Whether Jewish or not, most everyone knows this Hebrew/Yiddish word. The dictionary defines it as “unmitigated effrontery or impudence, gall, nerve, courage bordering on arrogance.”

Rabbi Dov Baer of Mezeritch, one of the greatest Chasidic Master of 18th century Poland, known to his followers as the Maggid of Mezeritch (spiritual teacher, guide, or guru), had a much deeper understanding of the word. He wrote: “…you have even the tiniest bit of chutzpah, as long as you have any awareness of self…” According to him, “chutzpah” had everything to do with the false notion of a separate sense of self that keeps us from realizing our true Divine Nature. To him, that notion denies the very existence of God. If God is, then there cannot be a self. Nothing can exist separately from That which is everything.

These powerful words follow the opening paragraph in this segment of his writing: “There is divinity in everything, and that is what sustains all being.
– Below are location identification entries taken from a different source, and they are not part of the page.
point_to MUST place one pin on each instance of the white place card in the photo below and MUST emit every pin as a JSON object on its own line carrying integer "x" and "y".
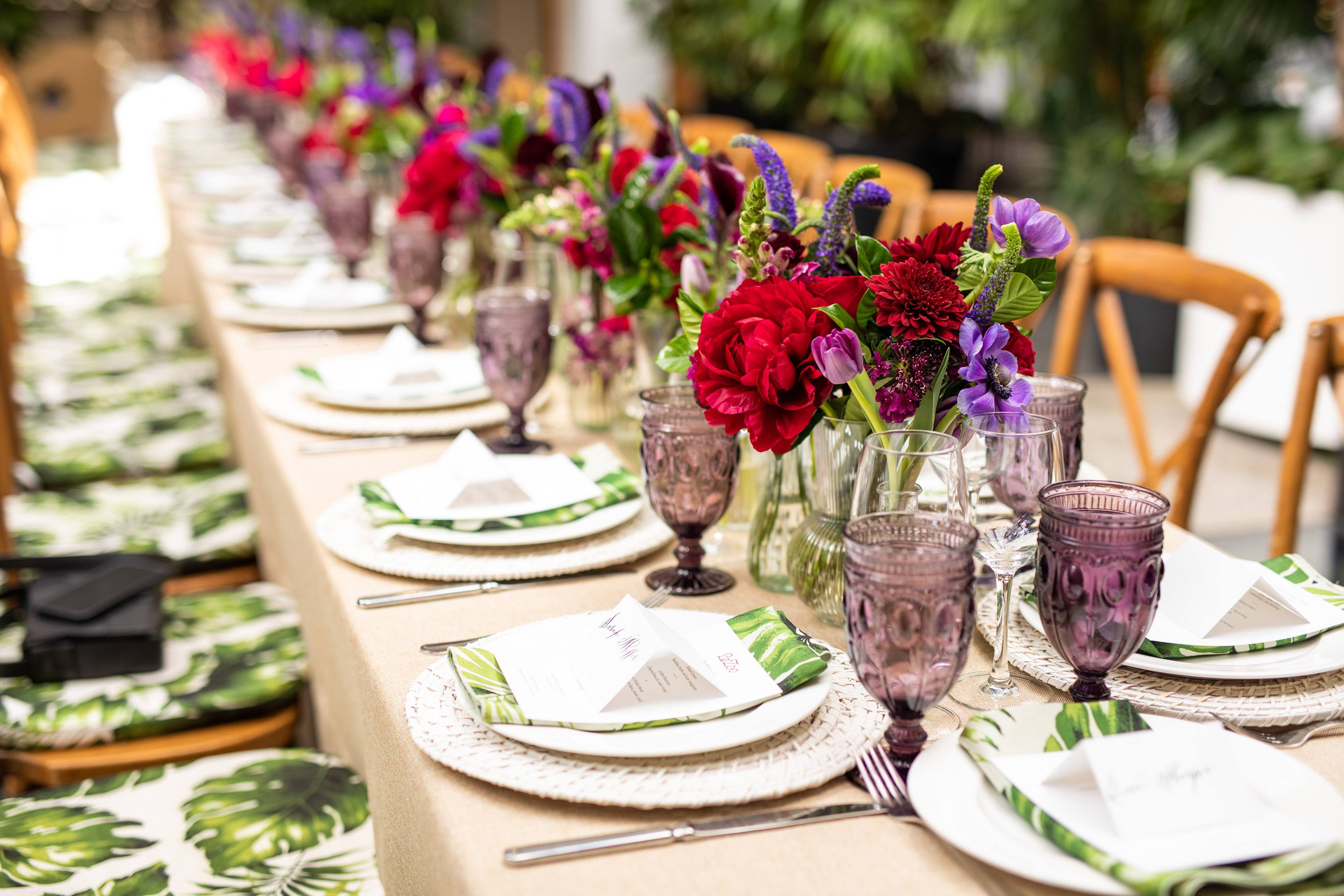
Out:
{"x": 630, "y": 665}
{"x": 1159, "y": 800}
{"x": 1211, "y": 599}
{"x": 471, "y": 483}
The core of life of every being comes from the connection it has to the Origin of Thought,” a most pointed way to name the Divine. He continues saying: “The foundation of the connection is that nothing exists without that life and that all of existence is nothing but that life, which is united to the Origin of Thought, in an indivisible unity.”
The Maggid connects this non-dualistic teaching to a commentary by Rashi on a deeply poetic verse in this week’s Torah Portion. “He encircled him, cared for him, kept him as the apple of his eye; rising like an eagle from its nest, hovering over its young. [Deut. 32:10b-11] Rashi wrote: “…hovers above them, touching them but not touching them…”

For Rabbi Dov Baer, all of us live in a permanent state of “noge’a v’lo noge’a – touching and not touching.” Not touching, when the false self asserts itself as an entity distinct from its Source, pretending to be “not attached and connected” to That which, moment to moment, gives it its being. Yet this “not touching” is an illusion, an impossibility, a caricature of a God that would lack omnipresence. Affirming such a possibility by simply believing we are such a self is, for the Maggid, the ultimate chutzpah. Touching, when the delusion of “not touching” is totally eradicated and we know our being to be inherently “attached and connected” to the Oneness of Being. This, the Chasidic masters called Bitul HaYesh, the annihilation of the illusorily disconnected self.

But this chutzpadik self of ours isn’t so easily going to submit to its “annihilation.” That which makes-believe it is reading these words and responds to your name will resist and fight, denying the truth of our sages’ teachings. Yet if “touching” or connection is what we seek, how do we break free from the illusion of “not touching” or disconnection?

The Maggid gives us a modality of practice embedded in the name he has for God; “Origin of Thought”: Thoughts are where the chutzpadik separate sense of self exists. It doesn’t exist anywhere else. Any notion of an “I” is only conjured up by thoughts. As we sit in meditation and observe the coming and going of thoughts, the stories of “I” get projected onto the screen of Consciousness. As we remain observing thought after thought, we eventually realize that “I” only exists inside an already thought thought. “I,” we find, cannot, therefore, be the thinker that thinks it.

And so, we ask: wherefrom, exactly, do thoughts arise then? Do they exist somewhere, outside of Consciousness, just waiting to pop in? And if “I” exists only inside a thought, who/what thinks it? You can’t, obviously, answer these questions with yet another thought. But you can let the Maggid’s practice lead you a little closer to “touching” Truth.